The Efficacy and Safety of Selinisole Combined With Azacitidine and Venetoclax in the Treatment of Newly Diagnosed High-risk Myeloid Tumors With TP53 Mutations

Inclusion Criteria:

1. Age ≥18 years old; Gender is not limited.
2. The presence of TP53 mutations (According to the 5th Edition of the WHO Classification of hematopoietic and lymphoid tumors and the International Consensus Classification (ICC 2022), the definition of myeloid tumors with TP53 mutations is: pathogenic/potentially pathogenic variations of the TP53 gene are detected through molecular technologies such as next-generation sequencing (NGS), and any of the following conditions are met: The frequency of variant alleles (VAF) is ≥10%, or there are multiple TP53 mutations (≥2 mutations), or both TP53 mutations and 17p deletion (del(17p)) are present.

3. For the initial treatment of myeloid tumors, the diagnosis was made through peripheral blood and bone marrow examinations and exclusion tests (according to the fifth edition of the WHO and ICC consensus） :

   3.1 MDS (IPSS-R/IPSS-M at high risk or above; or complex karyotype/alone -5/-5q, -7/-7q, i (17q), inv (3)/t(3;3); Or bone marrow blasts ≥10%; 3.2 AML (bone marrow/peripheral blood blasts ≥20%; and high-risk cytogenetic or molecular abnormalities exist); 3.3 MPN (High risk score above threat; or presence of any one of ASXL1, SRSF2, EZH2, IDH1/2, or U2AF1 gene mutations; or bone marrow blasts ≥10%); 3.4 MDS/MPN (IPSS-R high-risk or above; or bone marrow blast granulocytes ≥10%).

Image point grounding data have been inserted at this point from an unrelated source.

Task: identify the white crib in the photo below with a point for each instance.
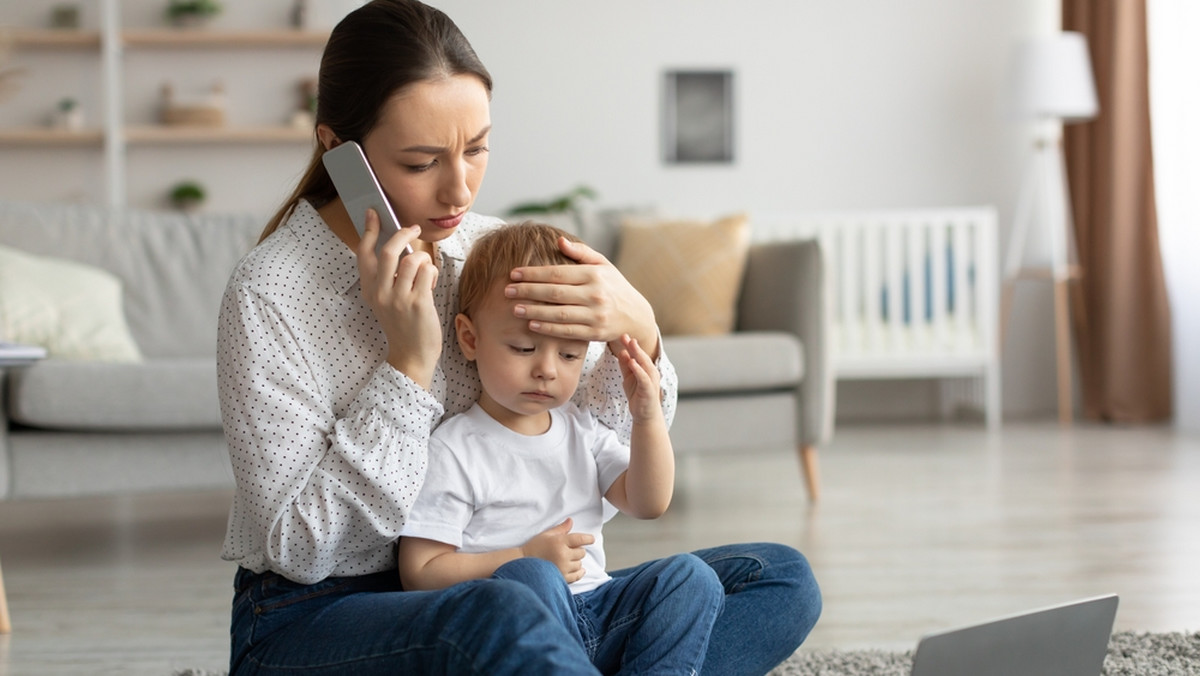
(913, 294)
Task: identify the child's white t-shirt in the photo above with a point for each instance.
(489, 488)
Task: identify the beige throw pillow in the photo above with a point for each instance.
(690, 271)
(72, 310)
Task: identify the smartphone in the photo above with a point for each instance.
(359, 190)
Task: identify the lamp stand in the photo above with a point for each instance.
(1047, 179)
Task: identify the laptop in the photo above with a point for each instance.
(1071, 639)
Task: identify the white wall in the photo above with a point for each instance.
(1175, 97)
(839, 105)
(847, 105)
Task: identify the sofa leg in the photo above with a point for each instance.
(5, 624)
(811, 470)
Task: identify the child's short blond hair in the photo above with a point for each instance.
(495, 255)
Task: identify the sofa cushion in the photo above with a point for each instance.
(157, 394)
(741, 362)
(72, 310)
(690, 271)
(173, 265)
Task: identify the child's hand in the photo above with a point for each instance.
(562, 548)
(641, 381)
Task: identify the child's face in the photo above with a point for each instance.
(523, 374)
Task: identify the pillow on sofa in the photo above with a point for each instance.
(690, 271)
(70, 309)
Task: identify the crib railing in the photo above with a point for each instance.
(913, 294)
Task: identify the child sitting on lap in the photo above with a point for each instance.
(517, 483)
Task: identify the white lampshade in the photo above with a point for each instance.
(1051, 78)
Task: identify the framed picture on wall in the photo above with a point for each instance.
(697, 117)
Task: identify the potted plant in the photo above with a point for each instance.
(187, 196)
(565, 202)
(69, 115)
(191, 12)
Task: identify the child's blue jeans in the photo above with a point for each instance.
(654, 620)
(367, 626)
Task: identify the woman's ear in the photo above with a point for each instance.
(327, 137)
(466, 331)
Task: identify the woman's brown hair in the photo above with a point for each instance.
(373, 53)
(495, 255)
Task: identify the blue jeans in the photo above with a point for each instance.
(772, 602)
(367, 626)
(655, 620)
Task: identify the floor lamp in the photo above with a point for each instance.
(1051, 85)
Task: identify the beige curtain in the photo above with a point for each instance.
(1120, 313)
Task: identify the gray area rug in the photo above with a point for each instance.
(1129, 654)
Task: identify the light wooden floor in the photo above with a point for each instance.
(921, 528)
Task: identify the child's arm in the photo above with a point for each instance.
(645, 489)
(430, 564)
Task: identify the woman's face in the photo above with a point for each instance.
(430, 151)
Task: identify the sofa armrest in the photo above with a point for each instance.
(785, 288)
(5, 460)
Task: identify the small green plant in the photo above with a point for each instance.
(567, 202)
(187, 195)
(184, 10)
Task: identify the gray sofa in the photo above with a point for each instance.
(90, 428)
(84, 428)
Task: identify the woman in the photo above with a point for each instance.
(336, 362)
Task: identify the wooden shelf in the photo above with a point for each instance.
(163, 135)
(54, 39)
(203, 37)
(51, 137)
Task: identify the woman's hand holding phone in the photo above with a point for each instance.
(399, 288)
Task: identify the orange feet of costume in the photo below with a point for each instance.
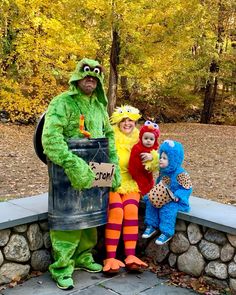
(112, 265)
(133, 263)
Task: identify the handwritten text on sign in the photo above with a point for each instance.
(104, 173)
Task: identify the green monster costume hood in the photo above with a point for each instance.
(89, 67)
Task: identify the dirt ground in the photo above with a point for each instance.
(210, 159)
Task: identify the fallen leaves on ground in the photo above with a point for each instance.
(183, 280)
(209, 158)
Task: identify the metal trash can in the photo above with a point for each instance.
(70, 209)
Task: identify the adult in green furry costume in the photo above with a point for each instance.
(85, 99)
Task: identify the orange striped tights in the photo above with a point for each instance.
(122, 214)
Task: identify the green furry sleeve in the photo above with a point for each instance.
(109, 133)
(152, 165)
(56, 149)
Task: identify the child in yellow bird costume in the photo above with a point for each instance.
(123, 203)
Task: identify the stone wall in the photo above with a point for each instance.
(197, 251)
(24, 248)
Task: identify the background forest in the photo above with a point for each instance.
(174, 59)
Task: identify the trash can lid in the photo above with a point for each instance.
(37, 139)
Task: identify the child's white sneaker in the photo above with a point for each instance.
(162, 239)
(149, 231)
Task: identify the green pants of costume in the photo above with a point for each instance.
(71, 249)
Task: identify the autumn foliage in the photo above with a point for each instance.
(165, 49)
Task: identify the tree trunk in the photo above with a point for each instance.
(209, 101)
(124, 87)
(212, 83)
(113, 78)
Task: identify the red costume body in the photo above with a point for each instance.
(139, 173)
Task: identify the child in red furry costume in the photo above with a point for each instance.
(148, 143)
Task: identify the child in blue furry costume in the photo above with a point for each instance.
(176, 179)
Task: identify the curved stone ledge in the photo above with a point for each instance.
(204, 243)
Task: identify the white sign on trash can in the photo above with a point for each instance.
(104, 173)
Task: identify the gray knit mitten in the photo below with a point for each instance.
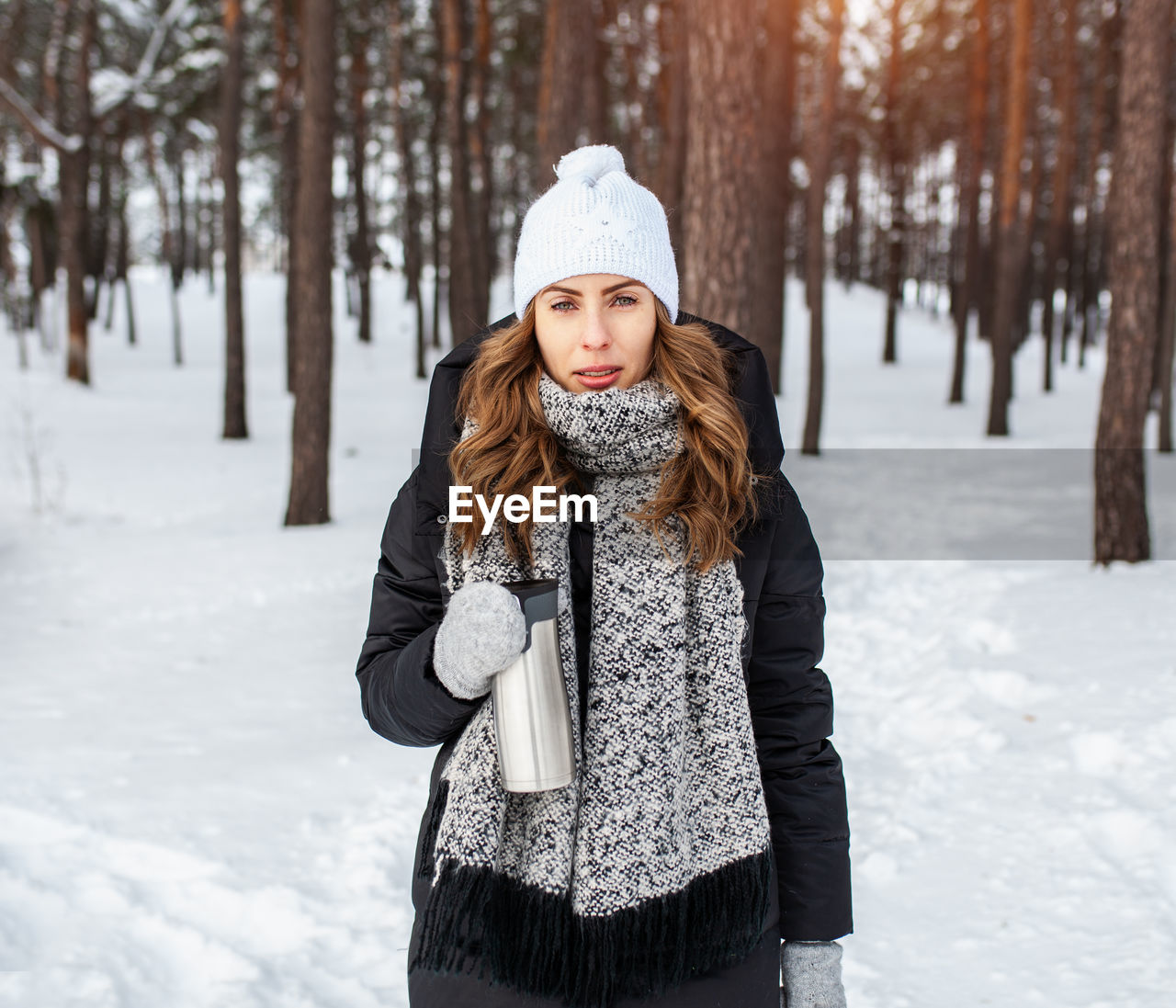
(482, 632)
(811, 975)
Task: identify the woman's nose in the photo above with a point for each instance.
(595, 334)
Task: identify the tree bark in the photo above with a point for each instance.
(286, 121)
(897, 176)
(568, 84)
(672, 116)
(819, 180)
(767, 326)
(721, 192)
(1059, 212)
(360, 244)
(74, 173)
(235, 426)
(965, 292)
(411, 232)
(1121, 515)
(313, 213)
(1168, 335)
(1008, 255)
(469, 300)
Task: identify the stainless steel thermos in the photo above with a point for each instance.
(532, 719)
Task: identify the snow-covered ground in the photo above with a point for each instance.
(193, 810)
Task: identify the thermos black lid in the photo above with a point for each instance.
(537, 599)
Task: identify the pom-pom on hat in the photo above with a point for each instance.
(595, 219)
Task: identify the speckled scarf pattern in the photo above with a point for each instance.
(651, 866)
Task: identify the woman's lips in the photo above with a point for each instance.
(597, 378)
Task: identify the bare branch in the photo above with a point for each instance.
(45, 132)
(146, 68)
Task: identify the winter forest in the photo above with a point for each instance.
(234, 240)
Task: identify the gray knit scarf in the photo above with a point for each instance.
(653, 865)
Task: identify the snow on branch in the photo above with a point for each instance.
(45, 130)
(118, 93)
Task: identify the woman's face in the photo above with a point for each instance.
(595, 331)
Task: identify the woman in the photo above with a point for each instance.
(707, 819)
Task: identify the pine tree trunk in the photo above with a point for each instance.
(767, 324)
(231, 209)
(1094, 231)
(1168, 336)
(721, 193)
(411, 232)
(819, 179)
(1008, 281)
(286, 122)
(467, 313)
(313, 335)
(361, 242)
(672, 114)
(1059, 212)
(966, 286)
(897, 177)
(1121, 516)
(74, 173)
(482, 238)
(566, 83)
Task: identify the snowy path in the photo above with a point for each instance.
(193, 811)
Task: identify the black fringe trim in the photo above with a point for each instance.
(429, 840)
(529, 940)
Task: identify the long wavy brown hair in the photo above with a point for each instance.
(706, 492)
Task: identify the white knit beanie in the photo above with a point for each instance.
(595, 219)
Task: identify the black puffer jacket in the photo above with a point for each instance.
(781, 572)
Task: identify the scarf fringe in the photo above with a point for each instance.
(530, 940)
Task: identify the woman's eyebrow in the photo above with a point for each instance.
(605, 290)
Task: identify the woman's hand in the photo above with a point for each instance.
(811, 975)
(483, 630)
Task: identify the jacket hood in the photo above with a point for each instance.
(752, 391)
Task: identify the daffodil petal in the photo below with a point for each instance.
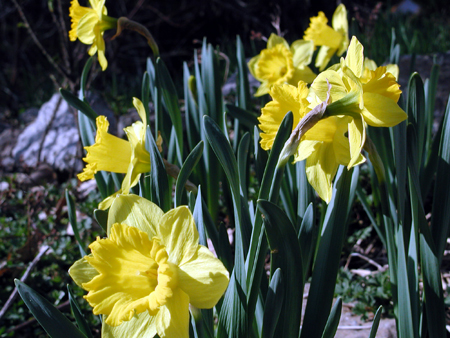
(106, 203)
(383, 83)
(203, 278)
(252, 64)
(141, 325)
(304, 74)
(141, 110)
(179, 234)
(320, 86)
(324, 56)
(82, 272)
(321, 168)
(305, 149)
(135, 211)
(380, 111)
(85, 29)
(302, 51)
(172, 320)
(263, 89)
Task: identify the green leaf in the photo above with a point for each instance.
(404, 319)
(186, 169)
(286, 255)
(162, 192)
(416, 110)
(81, 322)
(306, 237)
(71, 210)
(243, 88)
(245, 117)
(224, 153)
(440, 220)
(258, 243)
(53, 321)
(169, 94)
(333, 320)
(78, 104)
(101, 216)
(274, 303)
(375, 323)
(327, 260)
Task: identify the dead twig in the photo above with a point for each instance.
(13, 295)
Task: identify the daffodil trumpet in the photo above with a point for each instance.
(88, 26)
(145, 274)
(125, 23)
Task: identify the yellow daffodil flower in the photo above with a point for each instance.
(279, 63)
(325, 146)
(331, 39)
(144, 275)
(370, 97)
(111, 153)
(89, 24)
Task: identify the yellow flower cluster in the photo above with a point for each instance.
(355, 96)
(144, 275)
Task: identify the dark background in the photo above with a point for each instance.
(28, 79)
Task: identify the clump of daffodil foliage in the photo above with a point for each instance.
(166, 267)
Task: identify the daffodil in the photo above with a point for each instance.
(331, 39)
(325, 146)
(144, 275)
(279, 63)
(369, 97)
(111, 153)
(89, 24)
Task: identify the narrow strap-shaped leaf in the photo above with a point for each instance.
(375, 323)
(169, 93)
(273, 305)
(327, 259)
(145, 95)
(81, 322)
(416, 110)
(307, 237)
(246, 117)
(160, 184)
(53, 321)
(243, 88)
(286, 255)
(258, 243)
(333, 319)
(404, 317)
(71, 210)
(186, 169)
(440, 220)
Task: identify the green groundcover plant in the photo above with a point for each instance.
(285, 176)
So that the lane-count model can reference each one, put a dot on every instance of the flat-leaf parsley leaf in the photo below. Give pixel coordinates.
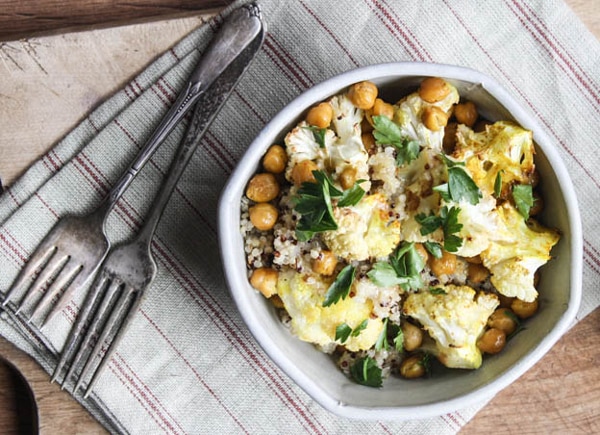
(366, 372)
(387, 132)
(341, 286)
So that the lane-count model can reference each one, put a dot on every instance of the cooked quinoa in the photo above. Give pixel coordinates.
(385, 241)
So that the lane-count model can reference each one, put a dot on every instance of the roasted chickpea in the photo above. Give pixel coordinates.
(413, 336)
(503, 319)
(476, 259)
(434, 89)
(303, 172)
(422, 251)
(320, 115)
(523, 309)
(368, 141)
(445, 265)
(265, 281)
(449, 141)
(325, 263)
(466, 113)
(276, 301)
(434, 118)
(381, 108)
(505, 301)
(481, 125)
(363, 95)
(262, 187)
(492, 341)
(348, 177)
(263, 216)
(275, 159)
(412, 367)
(477, 273)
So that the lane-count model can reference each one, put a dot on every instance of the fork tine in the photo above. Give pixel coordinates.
(52, 267)
(78, 281)
(39, 258)
(68, 272)
(75, 335)
(122, 306)
(107, 301)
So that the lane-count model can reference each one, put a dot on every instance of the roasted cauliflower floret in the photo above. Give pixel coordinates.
(302, 295)
(518, 251)
(364, 230)
(503, 148)
(454, 316)
(301, 145)
(408, 114)
(346, 117)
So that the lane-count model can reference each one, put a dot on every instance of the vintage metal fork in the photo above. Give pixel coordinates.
(129, 269)
(69, 255)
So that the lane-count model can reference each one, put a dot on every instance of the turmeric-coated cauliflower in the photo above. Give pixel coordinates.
(503, 150)
(518, 251)
(302, 295)
(364, 230)
(454, 316)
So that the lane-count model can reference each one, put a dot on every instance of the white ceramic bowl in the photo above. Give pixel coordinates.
(315, 372)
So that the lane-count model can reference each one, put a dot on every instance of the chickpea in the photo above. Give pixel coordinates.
(265, 281)
(434, 118)
(413, 336)
(303, 172)
(262, 187)
(325, 263)
(422, 251)
(348, 177)
(263, 216)
(505, 301)
(381, 108)
(434, 89)
(449, 141)
(503, 319)
(477, 273)
(412, 367)
(445, 265)
(363, 95)
(320, 115)
(368, 141)
(523, 309)
(276, 301)
(481, 125)
(475, 260)
(275, 159)
(466, 113)
(492, 341)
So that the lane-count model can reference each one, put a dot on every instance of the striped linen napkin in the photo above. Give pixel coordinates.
(188, 363)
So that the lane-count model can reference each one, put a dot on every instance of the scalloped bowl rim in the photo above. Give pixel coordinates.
(344, 402)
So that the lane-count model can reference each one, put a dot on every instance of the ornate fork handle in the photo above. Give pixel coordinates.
(233, 37)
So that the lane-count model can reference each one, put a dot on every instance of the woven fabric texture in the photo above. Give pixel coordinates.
(188, 364)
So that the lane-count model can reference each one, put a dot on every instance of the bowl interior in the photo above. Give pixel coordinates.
(446, 390)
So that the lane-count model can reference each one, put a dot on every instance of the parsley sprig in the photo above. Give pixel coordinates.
(404, 269)
(387, 132)
(523, 197)
(390, 330)
(314, 204)
(366, 372)
(448, 221)
(460, 185)
(344, 331)
(340, 288)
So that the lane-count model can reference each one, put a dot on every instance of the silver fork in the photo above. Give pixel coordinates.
(69, 255)
(129, 269)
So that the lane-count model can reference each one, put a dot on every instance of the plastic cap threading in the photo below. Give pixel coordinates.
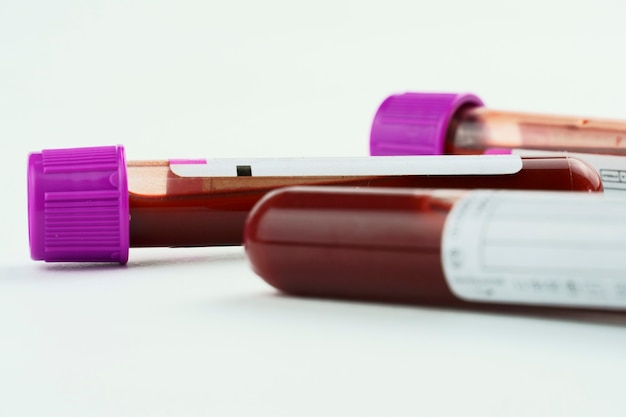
(78, 205)
(415, 123)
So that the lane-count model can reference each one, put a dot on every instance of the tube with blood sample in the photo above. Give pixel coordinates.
(454, 248)
(435, 124)
(88, 204)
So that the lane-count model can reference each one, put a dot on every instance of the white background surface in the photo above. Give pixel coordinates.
(190, 332)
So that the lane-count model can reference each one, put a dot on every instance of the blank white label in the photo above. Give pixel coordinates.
(543, 248)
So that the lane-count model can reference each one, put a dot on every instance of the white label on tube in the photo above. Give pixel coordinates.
(356, 166)
(541, 248)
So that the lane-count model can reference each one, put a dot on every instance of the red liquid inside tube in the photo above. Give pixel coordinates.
(387, 245)
(169, 210)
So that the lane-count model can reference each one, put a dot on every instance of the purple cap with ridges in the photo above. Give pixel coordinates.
(415, 123)
(78, 205)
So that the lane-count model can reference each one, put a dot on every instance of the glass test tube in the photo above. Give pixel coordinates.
(88, 204)
(432, 124)
(455, 248)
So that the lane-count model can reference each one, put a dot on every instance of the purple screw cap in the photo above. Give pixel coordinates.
(78, 205)
(415, 123)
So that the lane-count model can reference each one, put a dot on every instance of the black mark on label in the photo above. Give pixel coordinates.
(244, 171)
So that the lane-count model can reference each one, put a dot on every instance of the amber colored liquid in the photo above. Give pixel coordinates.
(377, 246)
(212, 211)
(474, 129)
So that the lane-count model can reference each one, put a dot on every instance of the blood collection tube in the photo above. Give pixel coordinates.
(454, 248)
(88, 204)
(434, 124)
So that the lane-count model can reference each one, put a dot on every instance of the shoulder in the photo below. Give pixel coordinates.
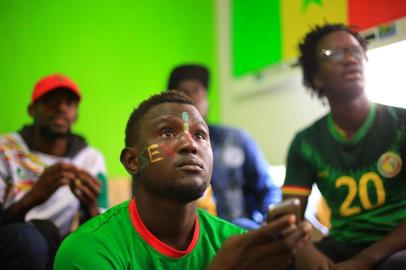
(12, 142)
(107, 221)
(313, 130)
(89, 245)
(10, 138)
(396, 112)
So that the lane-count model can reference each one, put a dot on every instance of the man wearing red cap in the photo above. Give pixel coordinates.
(46, 172)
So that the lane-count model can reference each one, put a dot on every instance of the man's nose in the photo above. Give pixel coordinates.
(187, 143)
(349, 57)
(61, 105)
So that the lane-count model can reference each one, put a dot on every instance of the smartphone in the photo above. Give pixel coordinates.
(290, 206)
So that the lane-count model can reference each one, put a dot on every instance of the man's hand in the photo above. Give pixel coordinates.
(87, 188)
(263, 248)
(51, 179)
(309, 258)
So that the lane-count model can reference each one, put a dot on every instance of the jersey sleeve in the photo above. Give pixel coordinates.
(83, 251)
(299, 175)
(96, 167)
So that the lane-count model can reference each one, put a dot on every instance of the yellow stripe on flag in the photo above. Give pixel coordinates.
(298, 16)
(296, 190)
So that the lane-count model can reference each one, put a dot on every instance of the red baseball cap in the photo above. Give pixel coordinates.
(51, 83)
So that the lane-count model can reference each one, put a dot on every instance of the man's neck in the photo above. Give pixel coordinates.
(48, 145)
(350, 115)
(171, 222)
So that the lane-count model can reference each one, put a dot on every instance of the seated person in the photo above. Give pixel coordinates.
(22, 246)
(46, 171)
(354, 154)
(242, 186)
(167, 149)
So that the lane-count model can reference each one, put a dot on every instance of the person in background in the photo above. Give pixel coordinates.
(22, 246)
(48, 175)
(355, 154)
(167, 150)
(242, 186)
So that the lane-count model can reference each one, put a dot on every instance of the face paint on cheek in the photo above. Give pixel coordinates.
(185, 118)
(167, 150)
(143, 160)
(154, 155)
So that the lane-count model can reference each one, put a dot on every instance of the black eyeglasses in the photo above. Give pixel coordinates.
(337, 55)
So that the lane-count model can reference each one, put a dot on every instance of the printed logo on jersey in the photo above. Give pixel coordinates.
(389, 164)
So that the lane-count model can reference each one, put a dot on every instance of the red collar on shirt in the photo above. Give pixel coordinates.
(155, 242)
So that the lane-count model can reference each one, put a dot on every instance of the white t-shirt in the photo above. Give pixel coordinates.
(20, 169)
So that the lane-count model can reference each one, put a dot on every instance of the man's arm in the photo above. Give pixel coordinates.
(51, 179)
(265, 248)
(260, 184)
(369, 257)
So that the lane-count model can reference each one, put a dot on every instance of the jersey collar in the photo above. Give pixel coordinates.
(339, 134)
(158, 245)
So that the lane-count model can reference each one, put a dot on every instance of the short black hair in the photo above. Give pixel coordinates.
(189, 71)
(308, 51)
(134, 121)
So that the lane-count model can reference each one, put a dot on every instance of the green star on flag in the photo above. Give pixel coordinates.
(306, 3)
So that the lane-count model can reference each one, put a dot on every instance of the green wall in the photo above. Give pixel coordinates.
(119, 52)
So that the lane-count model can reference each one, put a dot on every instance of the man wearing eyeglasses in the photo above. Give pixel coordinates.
(354, 154)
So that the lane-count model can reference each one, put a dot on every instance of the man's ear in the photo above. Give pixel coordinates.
(31, 109)
(318, 81)
(129, 158)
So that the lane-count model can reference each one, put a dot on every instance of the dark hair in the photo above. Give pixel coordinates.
(308, 50)
(190, 71)
(134, 121)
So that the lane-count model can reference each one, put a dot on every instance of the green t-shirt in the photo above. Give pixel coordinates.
(118, 239)
(362, 179)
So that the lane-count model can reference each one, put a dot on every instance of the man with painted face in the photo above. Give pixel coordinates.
(354, 154)
(47, 174)
(167, 149)
(242, 186)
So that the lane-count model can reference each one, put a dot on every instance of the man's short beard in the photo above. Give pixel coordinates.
(53, 135)
(184, 194)
(187, 194)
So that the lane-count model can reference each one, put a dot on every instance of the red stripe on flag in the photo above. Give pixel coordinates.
(368, 13)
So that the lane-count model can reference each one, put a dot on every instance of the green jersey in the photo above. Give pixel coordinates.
(118, 239)
(362, 178)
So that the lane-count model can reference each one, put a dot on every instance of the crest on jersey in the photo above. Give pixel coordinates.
(389, 164)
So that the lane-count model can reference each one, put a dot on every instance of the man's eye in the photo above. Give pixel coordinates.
(200, 135)
(167, 133)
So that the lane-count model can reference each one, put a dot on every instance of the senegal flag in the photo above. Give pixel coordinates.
(266, 32)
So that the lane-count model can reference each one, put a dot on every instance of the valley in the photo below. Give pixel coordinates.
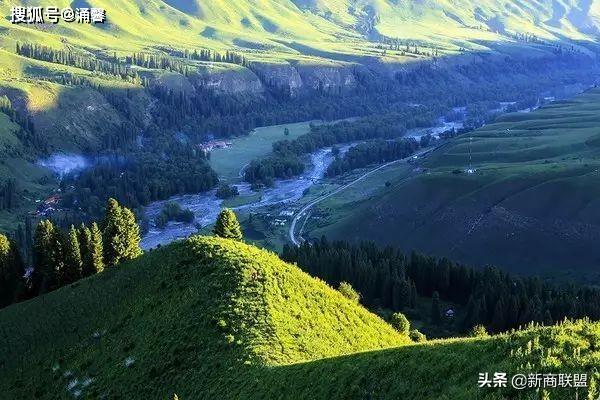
(300, 199)
(526, 192)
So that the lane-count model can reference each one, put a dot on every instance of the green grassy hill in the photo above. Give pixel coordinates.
(212, 318)
(535, 187)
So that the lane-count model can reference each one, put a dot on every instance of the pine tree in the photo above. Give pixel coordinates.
(12, 282)
(95, 251)
(72, 262)
(436, 310)
(132, 235)
(227, 225)
(121, 234)
(45, 273)
(400, 323)
(85, 239)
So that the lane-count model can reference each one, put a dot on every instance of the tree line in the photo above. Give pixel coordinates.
(27, 133)
(71, 58)
(378, 151)
(62, 257)
(386, 277)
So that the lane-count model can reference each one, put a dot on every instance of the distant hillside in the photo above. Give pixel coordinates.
(530, 206)
(211, 318)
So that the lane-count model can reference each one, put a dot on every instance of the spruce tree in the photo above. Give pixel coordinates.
(121, 234)
(72, 262)
(400, 323)
(85, 239)
(96, 249)
(436, 310)
(111, 232)
(227, 225)
(132, 235)
(93, 261)
(12, 282)
(45, 273)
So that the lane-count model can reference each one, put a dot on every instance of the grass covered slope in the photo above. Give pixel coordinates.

4. Voluntarily join this study, sign the informed consent form with good compliance, and be willing to cooperate with regular follow-ups for efficacy evaluation and side effect monitoring.
5. Before treatment, the patient's total bilirubin (TBIL) was less than 1.5 times the upper limit of the normal value (ULN), and the alanine aminotransferase (ALT) and aspartate aminotransferase (AST) were less than 3 times the ULN.
6. ECOG score ≤2 points.

Exclusion Criteria:

1. Patients who have transplant plans within three months;
2. All laboratory or clinical records of HIV infection, previous clinical history of hepatitis C, previous hepatitis B infection, or evidence of active hepatitis during screening. Laboratory tests during the screening period suggest hepatitis C infection or hepatitis B infection. (Defined as a positive HBsAg test. Additionally, if the HBsAg test is negative but HBcAb is positive, regardless of the HBsAb status, HBV DNA testing is required. If it is positive, the subject should be excluded.)
3. Suffering from mental disorders or other conditions and unable to cooperate with the requirements of research, treatment and monitoring;
4. Pregnant patients or those who cannot take appropriate contraceptive measures during the treatment period;
5. Those suspected of being allergic to the experimental drug or any of its excipients;

6. Active heart disease is defined as one or more of the following:

   ① A history of uncontrolled or symptomatic angina pectoris;

   ② Myocardial infarction less than 6 months from the time of enrollment in the study;

   ③ There is a history of arrhythmia that requires drug treatment or has severe clinical symptoms;

   ④ Uncontrolled or symptomatic congestive heart failure (NYHA grade 2)

   ⑤ The ejection fraction is lower than the lower limit of the normal range.

7. Patients who the researchers consider unsuitable to participate in this trial, such as those whose safety or compliance with the study procedures may be affected by any other medical, social or psychological factors.